Negative Space de Ru Kuwahata et Max Porter

Negative Space, réalisé par Ru Kuwahata et Max Porter, raconte l’histoire de Sam et de sa relation particulière avec son père qui n’est jamais quasiment à la maison. Pourtant, un lien très fort l’unit à lui : il lui a en effet enseigné comment faire sa valise le plus rapidement et efficacement possible, de manière à ne laisser aucun espace vide.

Ru Kuwahata et Max Porter, ces deux spécialistes du cinéma d’animation se sont inspirés d’un poème de l’auteur américain Ron Koertge pour explorer la relation entre un fils et son père qui part toujours en voyage d’affaires. Inspirée par les cadrages du cinéaste japonais Yasujirō Ozu et les sculptures hyperréalistes de Ron Mueck, cette animation en stop-motion nous emmène dans l’intimité de ces personnages, dont l’histoire métaphorique résonne en chacun de nous.

L’espace devient sujet à part entière et métaphore de la relation entre le père et son fils. Organiser de façon efficace l’espace dans une valise reflète la tendance du père à bannir tout ce qui pourrait être superflu et inutile. Aller à l’essentiel et ne garder que le nécessaire, voilà ce qui compte pour lui dont l’unique lien avec son fils est cette valise. A travers les plans aériens de la valise, Kuwahata et Porter montrent toute la minutie avec laquelle le père s’efforce de faire disparaître tout l’espace superflu. Cependant, ce n’est pas cet espace-là qu’il devrait combler, mais bien plus celui qui le sépare de son fils.

La valise symbolise donc la connexion et la séparation entre le père et son fils. Le seul lien intime qui les unit se noue autour de cette valise qui signifie aux yeux du fils un court instant de bonheur avant la séparation inévitable.

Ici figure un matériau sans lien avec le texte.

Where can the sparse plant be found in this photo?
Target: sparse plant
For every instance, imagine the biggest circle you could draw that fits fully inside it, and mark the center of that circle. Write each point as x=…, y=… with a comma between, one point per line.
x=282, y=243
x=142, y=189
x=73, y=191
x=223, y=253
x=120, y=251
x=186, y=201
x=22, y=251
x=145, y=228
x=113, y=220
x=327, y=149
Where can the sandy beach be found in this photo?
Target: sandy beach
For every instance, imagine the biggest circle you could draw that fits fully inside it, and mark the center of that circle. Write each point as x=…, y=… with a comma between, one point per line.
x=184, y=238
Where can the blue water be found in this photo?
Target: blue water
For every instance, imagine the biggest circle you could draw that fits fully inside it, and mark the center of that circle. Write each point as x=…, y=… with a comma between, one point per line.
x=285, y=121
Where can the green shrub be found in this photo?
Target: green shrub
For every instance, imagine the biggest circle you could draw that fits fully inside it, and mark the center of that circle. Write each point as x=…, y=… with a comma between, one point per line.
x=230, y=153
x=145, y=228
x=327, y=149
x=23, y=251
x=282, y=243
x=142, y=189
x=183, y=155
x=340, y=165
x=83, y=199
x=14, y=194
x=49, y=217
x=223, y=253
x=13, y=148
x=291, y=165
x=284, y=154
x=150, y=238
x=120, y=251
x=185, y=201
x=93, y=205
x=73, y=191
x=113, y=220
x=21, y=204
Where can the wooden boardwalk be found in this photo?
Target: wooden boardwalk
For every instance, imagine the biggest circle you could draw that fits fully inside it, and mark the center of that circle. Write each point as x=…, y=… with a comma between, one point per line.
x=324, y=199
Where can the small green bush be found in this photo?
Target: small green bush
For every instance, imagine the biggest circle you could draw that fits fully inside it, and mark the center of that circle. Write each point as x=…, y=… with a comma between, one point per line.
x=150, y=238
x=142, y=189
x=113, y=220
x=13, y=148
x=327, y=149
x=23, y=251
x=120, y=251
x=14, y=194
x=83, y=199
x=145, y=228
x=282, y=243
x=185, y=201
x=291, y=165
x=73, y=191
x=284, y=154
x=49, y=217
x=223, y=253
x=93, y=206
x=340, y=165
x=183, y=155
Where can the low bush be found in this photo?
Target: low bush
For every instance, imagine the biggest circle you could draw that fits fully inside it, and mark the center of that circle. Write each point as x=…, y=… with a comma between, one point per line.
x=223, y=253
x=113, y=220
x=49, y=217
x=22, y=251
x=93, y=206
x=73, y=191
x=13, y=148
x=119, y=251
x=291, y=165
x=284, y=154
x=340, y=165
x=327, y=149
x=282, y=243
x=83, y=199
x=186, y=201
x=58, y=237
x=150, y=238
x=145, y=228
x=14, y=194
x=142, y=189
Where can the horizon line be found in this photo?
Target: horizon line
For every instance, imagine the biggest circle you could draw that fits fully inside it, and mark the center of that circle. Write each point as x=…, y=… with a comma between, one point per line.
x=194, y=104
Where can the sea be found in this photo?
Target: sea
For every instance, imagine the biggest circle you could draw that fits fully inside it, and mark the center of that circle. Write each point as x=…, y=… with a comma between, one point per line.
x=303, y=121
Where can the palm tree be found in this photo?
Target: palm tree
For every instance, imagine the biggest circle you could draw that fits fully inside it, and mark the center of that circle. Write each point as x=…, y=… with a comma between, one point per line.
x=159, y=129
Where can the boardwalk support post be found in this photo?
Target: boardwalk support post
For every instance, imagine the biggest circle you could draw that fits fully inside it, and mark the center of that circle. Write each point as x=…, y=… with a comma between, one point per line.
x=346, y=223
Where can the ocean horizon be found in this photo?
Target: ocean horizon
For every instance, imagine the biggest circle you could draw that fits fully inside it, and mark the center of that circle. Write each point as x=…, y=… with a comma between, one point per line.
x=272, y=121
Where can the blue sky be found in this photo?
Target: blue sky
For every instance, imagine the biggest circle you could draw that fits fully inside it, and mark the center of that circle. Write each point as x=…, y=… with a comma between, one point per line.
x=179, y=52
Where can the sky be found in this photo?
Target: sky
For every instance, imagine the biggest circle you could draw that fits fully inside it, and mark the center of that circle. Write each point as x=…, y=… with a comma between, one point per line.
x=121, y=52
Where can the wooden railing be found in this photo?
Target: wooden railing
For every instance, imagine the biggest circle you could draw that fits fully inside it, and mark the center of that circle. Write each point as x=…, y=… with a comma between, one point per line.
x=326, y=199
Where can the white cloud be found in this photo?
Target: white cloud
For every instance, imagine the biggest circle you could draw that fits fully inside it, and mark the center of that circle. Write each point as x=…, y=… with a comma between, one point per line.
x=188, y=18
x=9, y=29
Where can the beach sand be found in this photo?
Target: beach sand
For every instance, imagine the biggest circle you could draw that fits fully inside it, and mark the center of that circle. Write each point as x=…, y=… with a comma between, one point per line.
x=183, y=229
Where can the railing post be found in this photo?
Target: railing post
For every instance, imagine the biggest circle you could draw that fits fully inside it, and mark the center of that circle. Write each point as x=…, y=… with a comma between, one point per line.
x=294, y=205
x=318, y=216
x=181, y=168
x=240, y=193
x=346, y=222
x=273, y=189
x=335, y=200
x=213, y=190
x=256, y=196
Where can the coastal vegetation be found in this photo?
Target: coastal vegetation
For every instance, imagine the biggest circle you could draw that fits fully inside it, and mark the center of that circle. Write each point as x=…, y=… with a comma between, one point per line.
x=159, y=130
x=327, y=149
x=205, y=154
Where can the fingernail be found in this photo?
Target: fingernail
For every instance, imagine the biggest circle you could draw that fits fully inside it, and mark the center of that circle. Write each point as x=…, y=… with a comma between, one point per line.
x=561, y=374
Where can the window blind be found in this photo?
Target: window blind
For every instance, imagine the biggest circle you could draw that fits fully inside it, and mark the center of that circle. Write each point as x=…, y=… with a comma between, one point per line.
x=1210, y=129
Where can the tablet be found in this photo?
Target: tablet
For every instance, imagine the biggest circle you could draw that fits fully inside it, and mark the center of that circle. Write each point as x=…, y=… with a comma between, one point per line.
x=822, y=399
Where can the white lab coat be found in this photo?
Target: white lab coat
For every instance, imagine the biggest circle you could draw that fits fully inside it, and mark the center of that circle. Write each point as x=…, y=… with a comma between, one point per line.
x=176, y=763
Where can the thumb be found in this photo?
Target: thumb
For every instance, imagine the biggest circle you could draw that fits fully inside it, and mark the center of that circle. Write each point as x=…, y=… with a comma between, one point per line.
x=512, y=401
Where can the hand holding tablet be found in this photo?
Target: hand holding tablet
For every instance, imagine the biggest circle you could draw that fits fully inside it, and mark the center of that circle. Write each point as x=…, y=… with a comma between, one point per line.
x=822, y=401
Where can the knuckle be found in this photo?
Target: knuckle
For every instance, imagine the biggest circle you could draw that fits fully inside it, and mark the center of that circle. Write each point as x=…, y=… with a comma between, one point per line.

Negative Space, nommé aux Oscars et projetée ces jours-ci en compétition nationale au Festival de Clermont-Ferrand, nous reste en mémoire par son aspect réaliste et sa spontanéité. L’animation en volume s’apparente à un film en prise de vues réelles et donne aux objets et aux personnages un aspect vivant. C’est comme si les personnages, de par leur texture et leur spontanéité, devenaient des êtres éveillés que l’on pourrait toucher. Les bruitages naturels procurent également un ton juste à l’animation, que ce soit par le pli des vêtements ou encore le crissement du plastique. Le son provoque en nous des sensations directes et une impression réaliste de ce rituel entre le père et son fils.

Entre humour et tristesse, légèreté et gravité, douceur et amertume, ce film fait également preuve d’une certaine pudeur. Le ton juste employé lui donne un aspect poignant et réaliste. Entre un passé chaleureux et doux, fait de vagues et de soleil et un présent sombre et dur dans la neige et le froid, cette union de deux moments de vie opposés nous laisse une impression douce-amère.

En réalité, ce qui nous marque le plus dans cette histoire, c’est la résonance qu’elle peut avoir en nous. Elle fait renaître tous ces souvenirs qui pourraient paraître insignifiants au premier abord, mais qui restent profondément ancrés dans notre mémoire pour le reste de notre vie. Ce sont toutes ces petites choses qu’on a connues dans notre enfance qui forment un tout et définissent notre présent. Cette animation nous fait comprendre comment nos souvenirs sont liés à des sensations et des petites choses apparemment dérisoires, mais qui témoigneront de toute leur importance à l’âge adulte.
Si cette histoire nous unit, c’est non seulement par les souvenirs qu’elle réveille en chacun de nous, mais aussi parce qu’elle nous rappelle que l’espace le plus important à combler est celui qui nous sépare des autres.